Select Mirrored Tables

Monitor the Mirror

Once the Mirror database is created, the Mirror runs in the background. As changes are made to any of the remote Snowflake tables selected for the mirror (or all tables, if the entire database is selected), net changes are forwarded to Fabric to keep the Fabric data copy in sync.

Monitoring the Snowflake Mirror

Inspect the Mirrored Tables

Once the mirrored tables are in the Fabric Data Warehouse, they can be queried as usual via the SQL Analytics Endpoint.

Inspecting Mirrored Tables

Mirroring Changes to Snowflake

In the preceding image, the highest reseller key is 702 - "Able Baker". If we return to Snowflake and insert a new row, we'll create a new row, in this case 703 - "Charlie Delta".

New row created in Snowflake

Then, returning to the Fabric Data Warehouse, we can see that the new row was replicated (mirrored) to Fabric almost immediately!

New row replicated to Fabric Data Warehouse Mirror

Summary

Snowflake Mirroring provides a way to replicate data in near real-time from a Snowflake data warehouse to a Fabric Data Warehouse.

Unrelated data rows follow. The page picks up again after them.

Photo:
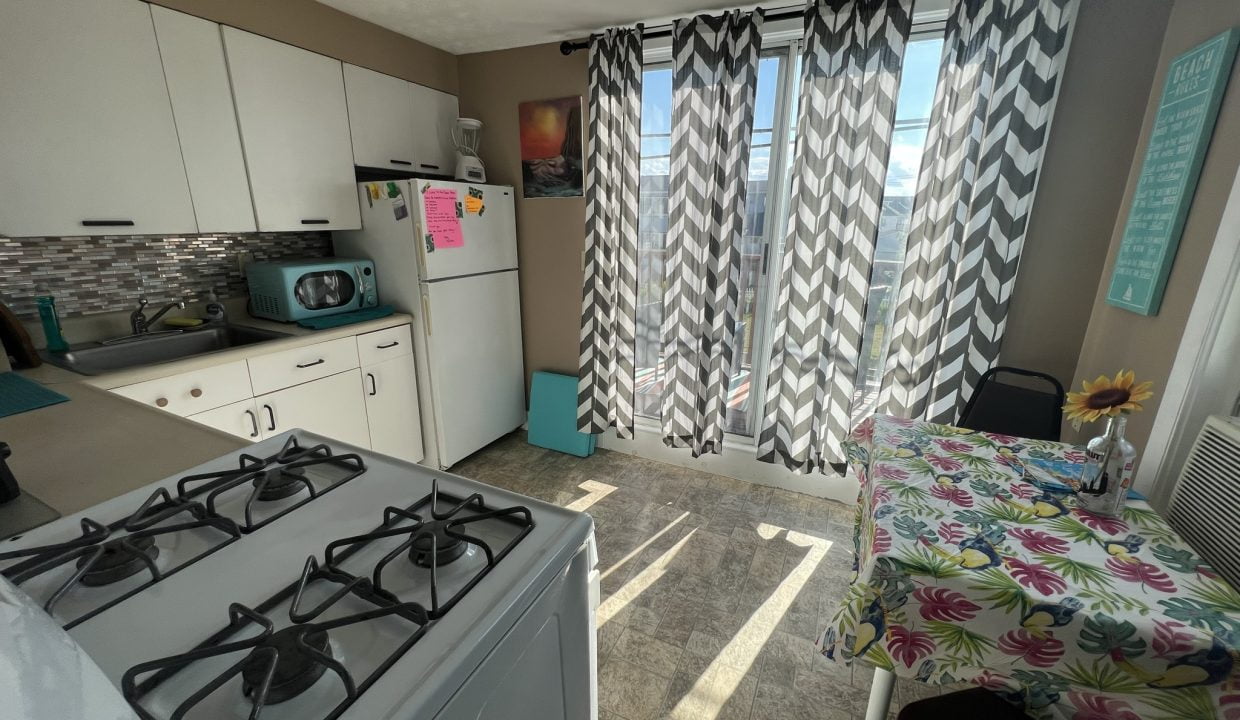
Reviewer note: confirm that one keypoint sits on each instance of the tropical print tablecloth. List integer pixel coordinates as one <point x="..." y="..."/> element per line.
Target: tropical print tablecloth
<point x="974" y="564"/>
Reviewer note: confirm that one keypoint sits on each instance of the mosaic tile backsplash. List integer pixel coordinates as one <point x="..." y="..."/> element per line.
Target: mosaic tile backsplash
<point x="108" y="273"/>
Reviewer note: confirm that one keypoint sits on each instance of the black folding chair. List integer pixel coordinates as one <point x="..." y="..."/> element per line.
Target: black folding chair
<point x="1016" y="409"/>
<point x="974" y="704"/>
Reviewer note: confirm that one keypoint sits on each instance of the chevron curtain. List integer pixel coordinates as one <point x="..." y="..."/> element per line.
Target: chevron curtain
<point x="850" y="78"/>
<point x="609" y="301"/>
<point x="1001" y="66"/>
<point x="714" y="78"/>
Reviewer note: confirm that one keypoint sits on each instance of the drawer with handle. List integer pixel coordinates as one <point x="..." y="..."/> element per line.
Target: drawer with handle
<point x="381" y="345"/>
<point x="301" y="364"/>
<point x="194" y="392"/>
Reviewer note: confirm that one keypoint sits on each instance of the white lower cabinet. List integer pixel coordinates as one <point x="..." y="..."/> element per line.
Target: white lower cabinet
<point x="318" y="388"/>
<point x="392" y="408"/>
<point x="331" y="407"/>
<point x="239" y="419"/>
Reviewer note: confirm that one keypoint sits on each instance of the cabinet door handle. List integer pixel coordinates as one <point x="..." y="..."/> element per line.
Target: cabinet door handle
<point x="108" y="223"/>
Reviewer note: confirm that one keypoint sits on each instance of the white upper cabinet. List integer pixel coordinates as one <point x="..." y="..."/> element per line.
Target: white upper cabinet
<point x="87" y="140"/>
<point x="206" y="122"/>
<point x="434" y="118"/>
<point x="381" y="119"/>
<point x="294" y="129"/>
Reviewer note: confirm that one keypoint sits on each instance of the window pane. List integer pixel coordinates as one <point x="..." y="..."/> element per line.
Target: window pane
<point x="912" y="119"/>
<point x="656" y="123"/>
<point x="656" y="107"/>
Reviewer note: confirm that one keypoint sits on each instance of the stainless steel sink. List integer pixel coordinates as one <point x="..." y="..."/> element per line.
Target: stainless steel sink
<point x="96" y="358"/>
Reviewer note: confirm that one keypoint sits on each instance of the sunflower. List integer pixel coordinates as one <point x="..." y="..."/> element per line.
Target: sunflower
<point x="1109" y="398"/>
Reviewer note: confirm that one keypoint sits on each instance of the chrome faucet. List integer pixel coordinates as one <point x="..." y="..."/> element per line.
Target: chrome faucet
<point x="140" y="324"/>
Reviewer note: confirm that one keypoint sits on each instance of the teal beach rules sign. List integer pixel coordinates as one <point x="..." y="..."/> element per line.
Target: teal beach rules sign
<point x="1189" y="104"/>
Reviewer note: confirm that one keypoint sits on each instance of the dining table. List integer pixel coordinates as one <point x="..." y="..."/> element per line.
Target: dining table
<point x="972" y="564"/>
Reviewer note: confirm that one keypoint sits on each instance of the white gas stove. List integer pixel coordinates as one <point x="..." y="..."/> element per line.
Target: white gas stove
<point x="304" y="578"/>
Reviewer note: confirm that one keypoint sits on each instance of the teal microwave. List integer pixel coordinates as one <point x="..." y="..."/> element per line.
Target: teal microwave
<point x="293" y="290"/>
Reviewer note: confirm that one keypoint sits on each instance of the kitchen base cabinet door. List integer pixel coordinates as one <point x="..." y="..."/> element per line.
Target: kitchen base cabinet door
<point x="332" y="407"/>
<point x="392" y="408"/>
<point x="239" y="419"/>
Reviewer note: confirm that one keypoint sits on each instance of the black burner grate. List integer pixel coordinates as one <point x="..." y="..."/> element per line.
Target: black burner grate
<point x="435" y="540"/>
<point x="104" y="554"/>
<point x="267" y="478"/>
<point x="280" y="664"/>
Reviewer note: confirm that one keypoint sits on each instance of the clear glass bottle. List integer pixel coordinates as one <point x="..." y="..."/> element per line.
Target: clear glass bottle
<point x="51" y="321"/>
<point x="1107" y="474"/>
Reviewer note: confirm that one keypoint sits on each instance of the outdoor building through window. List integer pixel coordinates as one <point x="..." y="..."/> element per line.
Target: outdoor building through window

The Mirrored data in Fabric is stored in Delta Parquet tables, and can be accessed by any Fabric technology, and can be queried via the mirrored data warehouse SQL Analytics endpoint.

Mirroring is included in all Fabric SKUs, and Microsoft doesn't charge for compute or storage (within reasonable limits) for mirrored data. However, mirroring may have an impact on Snowflake compute charges.

However, if near real-time updates in Fabric are desired, Mirroring is a straightforward and relatively easy to implement Fabric feature.